# kids and Ryanair



## picassoman (7 Jun 2011)

We are travelling to France in July with three kids. Have 2 stollers (double and single) and we may also bring the booster seats.

The itenary email from Ryanair states - "There is no CHECKED/CABIN baggage allowance for infants."

Does this mean kids can not have carry on luggage and what do Ryanair define as an "infant" ?

The ticket also states " Additional  infant equipment such as car/booster seats and travel cots  may be carried in  addition to your personal checked baggage allowance" - has anyone had experience with this or can I expect to get charged extra ?

Thanks in advance.


----------



## niceoneted (7 Jun 2011)

Infants are classed as under 2. These are the ones that can have additional car/booster seat. 
Over 2 can bring the same carry on luggage as an adult. 
How old are yours?


----------



## picassoman (7 Jun 2011)

Thanks.

Aged 4 (x2) and 3.

So what happens with booster seats for the 4 yr olds ?


----------



## picassoman (7 Jun 2011)

From the Ryan Air web site it looks like they even charge for booster seats for infants ...

Additional infant equipment such as car/booster seats and travel cots up  to a maximum of 20kilos may be carried in addition to your personal  checked baggage allowance at a separate fee per item/per one way flight.  (). 

But does it make any difference - you cannot put an infant (< 2) into a booster seat !!


----------



## T McGibney (7 Jun 2011)

They are accepted as hand luggage.


----------



## huskerdu (7 Jun 2011)

picassoman said:


> The itenary email from Ryanair states - "There is no CHECKED/CABIN baggage allowance for infants."
> 
> Does this mean kids can not have carry on luggage and what do Ryanair define as an "infant" ?



An infant is defined as a child under two.
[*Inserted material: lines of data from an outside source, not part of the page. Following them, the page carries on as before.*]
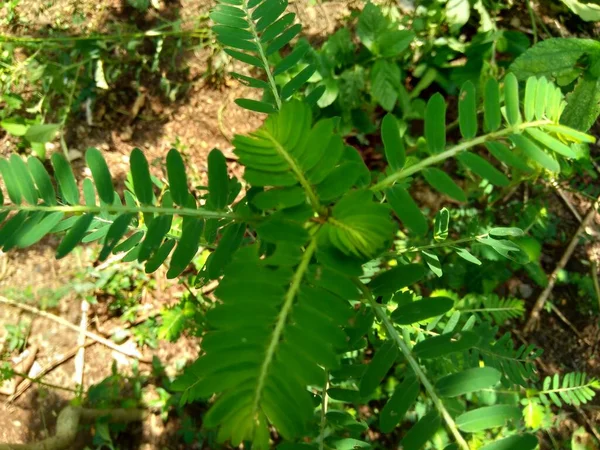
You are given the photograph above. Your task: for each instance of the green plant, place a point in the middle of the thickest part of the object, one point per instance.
(316, 307)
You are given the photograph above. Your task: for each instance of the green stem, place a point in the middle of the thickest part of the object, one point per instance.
(452, 152)
(310, 192)
(282, 318)
(324, 406)
(263, 57)
(124, 209)
(101, 37)
(395, 336)
(441, 244)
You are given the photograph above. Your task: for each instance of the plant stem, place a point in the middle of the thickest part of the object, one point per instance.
(282, 318)
(452, 152)
(102, 37)
(395, 336)
(532, 19)
(263, 57)
(124, 209)
(441, 244)
(325, 403)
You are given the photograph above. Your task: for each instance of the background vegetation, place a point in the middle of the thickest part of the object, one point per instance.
(467, 319)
They do not have to have their own seat, and can sit on their parents knee. This is why they get no carry on baggage, or luggage allowance. This is the same on Aer lingus and is fairly standard I think. 

Once a child has a paid for a ticket, the rules for carry on and checked baggage are the same as an adult ticket.


----------



## Complainer (4 Jul 2011)

T McGibney said:


> They are accepted as hand luggage.



Thanks - but only 1 item of hand-luggage per child right? So if they have the booster, they can't bring anything else on board?


----------



## Magpie (6 Jul 2011)

we put booster seats into checked baggage, and added on full car seats for 10€ each way. Buggies/strollers seem to be fine for any age, although technically they don't give an age you cna have them up to or how many. Yours will all have a hand luggage allowance as they are not infants.


----------



## choccy (6 Jul 2011)

buggies are fine you can bring them right to the steps of the plane- depending on which french airport you'll get them back at either plane steps or off luggage carousel. also when you get to the airport just make sure you let the person at the gate know you've 3 young kids- if you get them on a good day they'll let you go ahead ather the priority boarders.
i've always found it helps if the kids are screaming !!!

for their boosters- i suggest you put the booster in a little back pack / bag for each of them with their books/ colouring things /snack whatever for the plane- once the bags below 7 kg and small enough for hand luggage- then when you get on the plane you can take out the boosters and put them in the overhead thingy and leave them with thier little bags with their stuff/ snacks etc. its really all about getting past the 'luggage police' when you board the plane.


----------